The building is anchored by a Starbucks coffee shop and Jackson Jewelers, a tenant of the building since 1944 and also its new owner. Phil and Ralph Jackson--their father opened the jewelry store there in 1944--had to pay $557,000 in order to out bid another buyer bent on getting his hands on it. Phil tells GlobeSt.com the building realistically should have sold in the $350,000 to $400,000 range, but that it's better to own the building at that price than to not be in control after nearly 60 years in the facility.
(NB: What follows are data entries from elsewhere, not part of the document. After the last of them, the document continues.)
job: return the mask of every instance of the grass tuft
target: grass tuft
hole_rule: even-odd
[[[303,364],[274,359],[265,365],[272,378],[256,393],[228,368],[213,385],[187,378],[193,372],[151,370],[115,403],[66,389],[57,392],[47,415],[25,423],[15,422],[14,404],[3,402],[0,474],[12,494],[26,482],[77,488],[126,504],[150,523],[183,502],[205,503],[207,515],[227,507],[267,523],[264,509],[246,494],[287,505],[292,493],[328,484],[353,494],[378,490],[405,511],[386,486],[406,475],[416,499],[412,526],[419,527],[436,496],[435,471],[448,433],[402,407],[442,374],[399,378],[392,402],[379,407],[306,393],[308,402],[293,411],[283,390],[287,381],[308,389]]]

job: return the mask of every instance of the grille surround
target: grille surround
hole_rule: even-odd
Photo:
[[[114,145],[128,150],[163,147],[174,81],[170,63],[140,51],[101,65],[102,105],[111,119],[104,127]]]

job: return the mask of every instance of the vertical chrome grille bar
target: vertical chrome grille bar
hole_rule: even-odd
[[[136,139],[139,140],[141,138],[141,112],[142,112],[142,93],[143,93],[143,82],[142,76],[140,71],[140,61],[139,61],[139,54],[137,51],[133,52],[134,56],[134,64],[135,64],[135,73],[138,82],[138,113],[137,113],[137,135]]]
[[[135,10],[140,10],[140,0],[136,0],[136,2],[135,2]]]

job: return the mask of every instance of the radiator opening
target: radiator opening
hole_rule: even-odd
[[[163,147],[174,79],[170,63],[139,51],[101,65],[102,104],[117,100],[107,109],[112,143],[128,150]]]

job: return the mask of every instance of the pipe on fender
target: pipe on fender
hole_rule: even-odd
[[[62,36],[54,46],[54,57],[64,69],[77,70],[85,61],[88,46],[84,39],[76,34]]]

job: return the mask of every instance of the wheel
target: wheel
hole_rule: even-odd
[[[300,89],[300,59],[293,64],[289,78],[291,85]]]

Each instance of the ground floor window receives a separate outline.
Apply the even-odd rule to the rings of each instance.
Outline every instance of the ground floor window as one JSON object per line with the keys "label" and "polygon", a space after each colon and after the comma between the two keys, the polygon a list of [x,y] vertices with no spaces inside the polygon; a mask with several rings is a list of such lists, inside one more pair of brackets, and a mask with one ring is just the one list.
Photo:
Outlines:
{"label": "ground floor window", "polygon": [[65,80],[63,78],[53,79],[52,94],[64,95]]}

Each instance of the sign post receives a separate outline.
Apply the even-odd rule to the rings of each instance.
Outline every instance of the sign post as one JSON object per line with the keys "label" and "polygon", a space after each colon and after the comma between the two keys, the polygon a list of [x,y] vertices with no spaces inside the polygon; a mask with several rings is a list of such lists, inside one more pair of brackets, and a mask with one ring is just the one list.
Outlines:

"We've paid for numerous improvements to this building over the years--we put on the granite front, remodeled three times, redid all the HVAC--and to relocate could cost $300,000 and we'd never find a better location, so we had to look at the big picture" says Phil, who hopes to find a tenant for the vacant second floor of the building. "This way, if the store isn't passed onto the next generation, at least we'll have something marketable."

As for the price--better than $60 per sf even if you include the basement, which is several feet below grade and probably best left for storage--it is twice what the 30,467-sf Franklin Building sold for just a couple blocks away on the corner of State and High Streets, directly across from the Marion County Courthouse, another prime location.

Still, it's worth it, says Alex Rhoten, designated broker of the local Coldwell Banker Commercial franchise and partner in EcoWest, the new development company that bought the Franklin Building. "(Court and Liberty) is a high-impact corner and there's value in location," says Rhoten. "I think it's a solid investment for them."

The Steusloff family built the Steusloff Building in the early 1900s. Phil says the family used to be in Salem, but the second and third generations are spread out now. Bouche says the current generation that owns the building lives in Atlanta and wanted to 10-31 exchange their dollars into that hot market.

The other buildings sold by the trust--all constructed of brick and block--include a 3,400--sf building at 387 Court that sold for $297,000, or $87.35 per sf; a 4,000-sf building that sold for $250,000, or $62.50 per sf, and; a 750-sf building that sold for $80,000, or $106.66 per sf. The names of the buyers were not immediately available.

"The tenants didn't have first right of refusal and we gave it to them," says Bouche. "They didn't want somebody else coming in. But they should make (the premium they paid) back in the first year; most of them (in the form of rent) have already bought the building several times."